The promise from his supporters was that he would grow into the job of leader. He was, after all, taking over from Dafydd Wigley, a politician who lacked neither charisma nor that magic ability to appeal to voters across Wales.
The party's 2003 manifesto, he said, offered voters "nothing short of a blueprint for the transformation of our country".
It didn't work. Voters who had taken a punt on Plaid in 1999 decided against a second flutter. They didn't like the blueprint, and perhaps the boss didn't do it for them.
Every constituency seat Plaid lost in May 2003 went to Labour. On the morning after the night before Mr Jones stood outside his party's Cardiff headquarters and read out his resignation statement.
The man who had been MP, AM and party president had lost the confidence of too many of his colleagues. He would continue to represent Ynys Mon in the assembly but that was it.
Or at least, that was it for a couple of months.
On 15 September 2003, Mr Jones made a swift comeback as leader of the party in the assembly, and folk singer Dafydd Iwan became party president, as the roles were split.
A tick in the charisma box there. But even that win was a close-run thing, with a small majority over rival Helen Mary Jones.
There was no point pretending that anything like all those people who had lost confidence in him had regained it over their summer holidays - but he survived.
The qualities that won him tough battles in Ynys Mon over the years - determination, a genuine belief that Plaid must represent the whole of Wales - won him a few tussles in Cardiff Bay too.
And now he faces the next big test.
Plaid will be disappointed not to add at least two - perhaps three - seats. It's not exactly heady stuff.
But remember those pictures of Rhodri Morgan at the Senedd with Mr Jones before Christmas?
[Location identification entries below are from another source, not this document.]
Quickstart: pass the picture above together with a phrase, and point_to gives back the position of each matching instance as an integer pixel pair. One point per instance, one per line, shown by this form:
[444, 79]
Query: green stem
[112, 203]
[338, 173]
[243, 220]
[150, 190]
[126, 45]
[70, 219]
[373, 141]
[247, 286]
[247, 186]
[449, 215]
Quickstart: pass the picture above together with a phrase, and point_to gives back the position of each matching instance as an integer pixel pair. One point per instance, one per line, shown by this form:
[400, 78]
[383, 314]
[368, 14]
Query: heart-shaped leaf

They were cutting a deal which led to Plaid agreeing not to vote down the Labour assembly government's budget.
Much as some Labour supporters hated it, Mr Jones was saving Mr Morgan's skin. Only hours after Welsh Tory leader Nick Bourne had said the opposition parties would unite to form a government if the budget fell, Mr Jones offered Labour an escape.
Responsible politics and grown-up leadership? He thinks so.
There was more than one Plaid supporter wondering what on earth he was playing at but crucially, his AMs stood firmly by his side.
As he left the building that evening, he clutched a plastic carrier bag. "Isn't it amazing what you can buy with £13m?" he grinned.
Will there be more deals struck by him after 3 May? Welsh Secretary Peter Hain has ruled it out, and Rhodri Morgan's spokeswoman says there's little appetite for deal-making amongst Labour AMs.
Let's see what the voters and the complex maths of assembly elections bring the "good negotiator".